A turbocharger is one of the most effective means of increasing engine power. The latter depends on the amount of air and fuel supplied to the cylinder, and the function of the turbocharger is to supply a sufficient amount of compressed air corresponding to the amount of fuel that needs to be burned.
The main parts of a turbocharger are a turbine and a pump, united by a rigid axis. Their rotation, in one direction, at a high but equal speed, occurs as a result of the torque converted from the energy of the exhaust gas flow and acting on the turbine impeller, while the compressor draws in fresh air.
Turbine control with variable impeller geometry: operating principle
A turbine with variable impeller geometry was invented as a means of compensating for the consequences of turbocharger design flaws such as turbo lag, while at the same time reducing fuel consumption and reducing exhaust toxicity.
Turbojam occurs as a result of the specific operation of the turbine - the more gases that affect the impeller, the faster it rotates, which in turn leads to the pressurization of more air.
The problem is associated with this sequence, since the driver expects acceleration from the turbo engine at any moment, while at low speed there is nowhere to get enough gas and its pressure to instantly increase the speed of rotation of the impeller and, accordingly, increase power.
This delay, which occurs due to the fact that it is necessary to increase fuel injection, its combustion and entry in the form of exhaust gases, before the impeller rotation speed begins to increase, is called turbo lag.
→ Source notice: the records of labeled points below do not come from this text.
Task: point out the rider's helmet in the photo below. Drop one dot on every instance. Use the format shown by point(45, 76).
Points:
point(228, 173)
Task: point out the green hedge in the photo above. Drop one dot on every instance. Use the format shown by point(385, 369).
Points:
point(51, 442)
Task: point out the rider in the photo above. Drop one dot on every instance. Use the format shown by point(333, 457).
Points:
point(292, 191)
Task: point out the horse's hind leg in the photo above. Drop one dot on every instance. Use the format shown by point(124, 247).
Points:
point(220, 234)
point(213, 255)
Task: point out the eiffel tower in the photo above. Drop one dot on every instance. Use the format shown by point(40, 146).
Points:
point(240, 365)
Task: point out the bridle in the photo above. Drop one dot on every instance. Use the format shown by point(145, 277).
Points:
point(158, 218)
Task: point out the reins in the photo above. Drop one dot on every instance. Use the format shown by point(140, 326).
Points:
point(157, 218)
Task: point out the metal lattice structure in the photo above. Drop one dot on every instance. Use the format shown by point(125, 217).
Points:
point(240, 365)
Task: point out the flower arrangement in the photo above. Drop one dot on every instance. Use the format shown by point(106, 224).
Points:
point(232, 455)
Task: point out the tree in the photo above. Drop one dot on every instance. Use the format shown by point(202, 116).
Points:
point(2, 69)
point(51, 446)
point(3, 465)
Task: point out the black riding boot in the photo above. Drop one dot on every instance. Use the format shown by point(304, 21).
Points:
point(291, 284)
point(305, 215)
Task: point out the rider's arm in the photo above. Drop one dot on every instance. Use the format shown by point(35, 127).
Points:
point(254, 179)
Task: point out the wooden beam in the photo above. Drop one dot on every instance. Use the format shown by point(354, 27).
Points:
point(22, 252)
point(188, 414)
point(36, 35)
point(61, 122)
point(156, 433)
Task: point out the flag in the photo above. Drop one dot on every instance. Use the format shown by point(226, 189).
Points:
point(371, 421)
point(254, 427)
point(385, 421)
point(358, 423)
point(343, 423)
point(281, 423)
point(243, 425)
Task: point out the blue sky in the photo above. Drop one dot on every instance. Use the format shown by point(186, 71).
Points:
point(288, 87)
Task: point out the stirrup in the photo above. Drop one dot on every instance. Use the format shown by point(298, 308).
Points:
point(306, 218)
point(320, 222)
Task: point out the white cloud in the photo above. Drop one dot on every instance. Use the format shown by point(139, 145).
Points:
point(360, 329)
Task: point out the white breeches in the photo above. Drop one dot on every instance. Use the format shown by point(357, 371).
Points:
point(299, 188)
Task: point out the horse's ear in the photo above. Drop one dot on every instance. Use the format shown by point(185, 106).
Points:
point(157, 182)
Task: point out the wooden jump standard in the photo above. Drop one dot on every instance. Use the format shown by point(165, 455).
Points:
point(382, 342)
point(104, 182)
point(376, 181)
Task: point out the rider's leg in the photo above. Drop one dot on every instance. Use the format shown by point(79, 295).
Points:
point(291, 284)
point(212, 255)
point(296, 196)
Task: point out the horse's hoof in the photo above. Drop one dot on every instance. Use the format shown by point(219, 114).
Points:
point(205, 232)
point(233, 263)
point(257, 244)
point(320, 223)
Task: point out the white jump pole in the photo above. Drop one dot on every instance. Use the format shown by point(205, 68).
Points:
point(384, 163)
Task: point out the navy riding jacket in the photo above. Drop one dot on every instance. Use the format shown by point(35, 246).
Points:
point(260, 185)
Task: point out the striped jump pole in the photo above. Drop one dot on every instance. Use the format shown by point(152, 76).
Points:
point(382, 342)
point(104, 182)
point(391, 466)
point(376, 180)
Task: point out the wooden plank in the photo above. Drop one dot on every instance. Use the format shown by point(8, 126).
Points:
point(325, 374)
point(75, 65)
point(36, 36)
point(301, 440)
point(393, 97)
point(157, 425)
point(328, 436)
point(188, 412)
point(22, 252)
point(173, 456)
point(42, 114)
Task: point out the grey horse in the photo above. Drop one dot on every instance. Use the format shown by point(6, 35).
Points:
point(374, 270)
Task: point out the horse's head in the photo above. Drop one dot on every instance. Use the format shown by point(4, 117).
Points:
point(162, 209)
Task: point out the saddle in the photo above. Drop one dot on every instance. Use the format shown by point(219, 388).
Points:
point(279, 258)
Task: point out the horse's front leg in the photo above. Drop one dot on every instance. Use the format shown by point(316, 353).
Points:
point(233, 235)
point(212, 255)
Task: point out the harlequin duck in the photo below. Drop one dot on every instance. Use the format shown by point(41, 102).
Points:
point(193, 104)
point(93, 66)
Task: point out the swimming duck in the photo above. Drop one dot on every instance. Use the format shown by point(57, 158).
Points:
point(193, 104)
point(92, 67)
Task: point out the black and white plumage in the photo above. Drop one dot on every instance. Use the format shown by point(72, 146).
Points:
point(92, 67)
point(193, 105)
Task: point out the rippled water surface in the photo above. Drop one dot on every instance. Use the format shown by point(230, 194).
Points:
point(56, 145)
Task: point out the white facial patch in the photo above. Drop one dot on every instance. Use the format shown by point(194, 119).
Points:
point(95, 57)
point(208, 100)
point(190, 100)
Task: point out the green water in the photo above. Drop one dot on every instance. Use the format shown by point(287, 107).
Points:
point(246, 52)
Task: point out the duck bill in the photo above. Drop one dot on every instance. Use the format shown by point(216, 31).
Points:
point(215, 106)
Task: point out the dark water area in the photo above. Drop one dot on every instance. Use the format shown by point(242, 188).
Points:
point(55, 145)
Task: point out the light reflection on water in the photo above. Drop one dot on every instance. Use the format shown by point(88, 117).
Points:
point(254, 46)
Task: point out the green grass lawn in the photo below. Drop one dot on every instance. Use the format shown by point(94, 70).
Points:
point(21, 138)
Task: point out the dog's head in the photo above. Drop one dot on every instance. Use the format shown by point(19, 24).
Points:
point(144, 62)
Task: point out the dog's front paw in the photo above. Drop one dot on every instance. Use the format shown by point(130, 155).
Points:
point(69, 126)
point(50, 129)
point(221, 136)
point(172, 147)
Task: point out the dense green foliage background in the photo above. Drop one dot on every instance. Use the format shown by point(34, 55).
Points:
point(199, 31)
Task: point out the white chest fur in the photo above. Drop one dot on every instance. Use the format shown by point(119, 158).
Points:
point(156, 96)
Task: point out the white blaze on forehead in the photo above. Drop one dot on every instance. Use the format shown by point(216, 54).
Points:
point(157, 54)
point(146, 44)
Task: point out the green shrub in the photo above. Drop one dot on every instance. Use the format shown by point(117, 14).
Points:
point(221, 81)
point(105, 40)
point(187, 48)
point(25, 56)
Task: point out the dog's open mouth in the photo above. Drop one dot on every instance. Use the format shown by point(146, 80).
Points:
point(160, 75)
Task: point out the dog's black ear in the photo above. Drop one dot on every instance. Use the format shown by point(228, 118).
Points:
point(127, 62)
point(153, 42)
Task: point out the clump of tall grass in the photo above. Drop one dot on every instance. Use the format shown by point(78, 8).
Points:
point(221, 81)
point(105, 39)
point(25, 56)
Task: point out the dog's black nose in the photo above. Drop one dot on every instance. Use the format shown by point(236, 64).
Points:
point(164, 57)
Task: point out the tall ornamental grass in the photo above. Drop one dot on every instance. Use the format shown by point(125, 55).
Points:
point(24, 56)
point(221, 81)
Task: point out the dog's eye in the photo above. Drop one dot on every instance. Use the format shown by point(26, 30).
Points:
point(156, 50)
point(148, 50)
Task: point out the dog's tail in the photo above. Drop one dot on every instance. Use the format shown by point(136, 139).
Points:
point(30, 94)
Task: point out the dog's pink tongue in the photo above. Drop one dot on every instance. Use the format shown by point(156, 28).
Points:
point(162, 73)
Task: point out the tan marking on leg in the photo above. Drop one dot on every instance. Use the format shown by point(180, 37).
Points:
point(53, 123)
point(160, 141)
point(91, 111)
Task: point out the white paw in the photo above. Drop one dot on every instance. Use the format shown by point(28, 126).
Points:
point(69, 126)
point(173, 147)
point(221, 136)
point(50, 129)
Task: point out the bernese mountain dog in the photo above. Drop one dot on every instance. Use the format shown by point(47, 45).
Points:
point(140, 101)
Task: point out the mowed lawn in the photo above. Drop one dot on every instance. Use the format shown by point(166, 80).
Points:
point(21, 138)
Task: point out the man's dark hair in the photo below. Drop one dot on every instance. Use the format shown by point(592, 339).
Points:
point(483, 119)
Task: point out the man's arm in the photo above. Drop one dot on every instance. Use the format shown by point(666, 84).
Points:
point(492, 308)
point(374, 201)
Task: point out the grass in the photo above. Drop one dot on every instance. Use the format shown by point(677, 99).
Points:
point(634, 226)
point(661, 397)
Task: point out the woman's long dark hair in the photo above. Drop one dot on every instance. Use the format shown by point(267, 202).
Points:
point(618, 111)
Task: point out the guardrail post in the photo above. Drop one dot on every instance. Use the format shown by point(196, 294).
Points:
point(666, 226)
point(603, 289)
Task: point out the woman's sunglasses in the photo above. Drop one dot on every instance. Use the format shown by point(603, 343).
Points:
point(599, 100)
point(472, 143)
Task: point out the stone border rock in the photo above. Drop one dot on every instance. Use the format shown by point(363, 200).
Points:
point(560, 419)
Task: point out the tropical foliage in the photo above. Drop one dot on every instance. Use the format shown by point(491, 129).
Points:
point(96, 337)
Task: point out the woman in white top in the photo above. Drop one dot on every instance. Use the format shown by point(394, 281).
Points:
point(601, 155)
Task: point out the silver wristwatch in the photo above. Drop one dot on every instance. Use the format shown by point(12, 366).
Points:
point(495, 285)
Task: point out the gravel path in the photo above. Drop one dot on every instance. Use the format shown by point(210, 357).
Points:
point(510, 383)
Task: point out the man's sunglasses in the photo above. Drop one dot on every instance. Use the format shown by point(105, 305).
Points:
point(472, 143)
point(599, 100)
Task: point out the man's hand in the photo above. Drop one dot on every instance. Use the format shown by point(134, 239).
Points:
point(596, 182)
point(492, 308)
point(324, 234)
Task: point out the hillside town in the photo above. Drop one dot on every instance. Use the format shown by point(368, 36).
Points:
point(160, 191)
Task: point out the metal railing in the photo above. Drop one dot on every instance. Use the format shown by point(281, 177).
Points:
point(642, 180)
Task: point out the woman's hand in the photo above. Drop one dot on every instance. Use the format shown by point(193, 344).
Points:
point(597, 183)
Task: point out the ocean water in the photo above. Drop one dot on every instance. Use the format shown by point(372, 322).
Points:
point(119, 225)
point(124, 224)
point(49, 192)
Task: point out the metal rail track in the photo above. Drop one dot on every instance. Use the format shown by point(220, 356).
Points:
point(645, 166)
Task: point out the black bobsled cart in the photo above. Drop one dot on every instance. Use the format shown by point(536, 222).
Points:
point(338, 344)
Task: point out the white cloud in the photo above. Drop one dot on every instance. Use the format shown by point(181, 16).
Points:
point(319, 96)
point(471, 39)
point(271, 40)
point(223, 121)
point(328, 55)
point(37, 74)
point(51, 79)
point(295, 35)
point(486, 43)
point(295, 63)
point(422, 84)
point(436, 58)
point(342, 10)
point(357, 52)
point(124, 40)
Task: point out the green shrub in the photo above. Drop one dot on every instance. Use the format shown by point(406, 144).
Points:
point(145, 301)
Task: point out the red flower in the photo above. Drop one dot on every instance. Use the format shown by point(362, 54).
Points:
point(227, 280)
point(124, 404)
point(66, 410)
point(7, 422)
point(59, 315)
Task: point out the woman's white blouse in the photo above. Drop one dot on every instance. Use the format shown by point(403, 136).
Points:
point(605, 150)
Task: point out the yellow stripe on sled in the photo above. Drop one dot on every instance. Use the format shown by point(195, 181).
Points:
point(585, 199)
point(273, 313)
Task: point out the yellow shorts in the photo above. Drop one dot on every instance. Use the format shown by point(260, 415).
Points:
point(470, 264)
Its elimination became possible thanks to a turbine with variable geometry.
The operating principle of such a turbine is not too different from the original, except for changing the cross-section between the guide petals, which affects the speed of movement of the exhaust gases.
At low engine speeds, the gas flow is also not large, which does not allow rapid acceleration, therefore, at the moment the driver initiates acceleration, the signal from the turbocharger control unit reduces the distance between the impeller blades.
Although the amount of gases does not change, less space for movement at the same pressure increases their pressure, which speeds up the turbine speed. When the acceleration stops, the petals move apart again.
Changing the distance between the guide elements, depending on the type and model of the turbo engine, is controlled both by the compressor pressure (or lack thereof) and by the vacuum drive, and in some cases by a stepper electric motor.
In addition to fulfilling the main idea, such a turbine has other advantages over a conventional one:
- Great power.
- Fuel economy.
- Reducing exhaust toxicity.
What size turbine is needed? Turbine selection.
Since the choice of modes is a priority, then, contrary to the rule established by the compilers of training programs, the description of the search for the optimal dimensions of a turbo compressor should begin with its turbine part, but before that, let’s consider some general provisions.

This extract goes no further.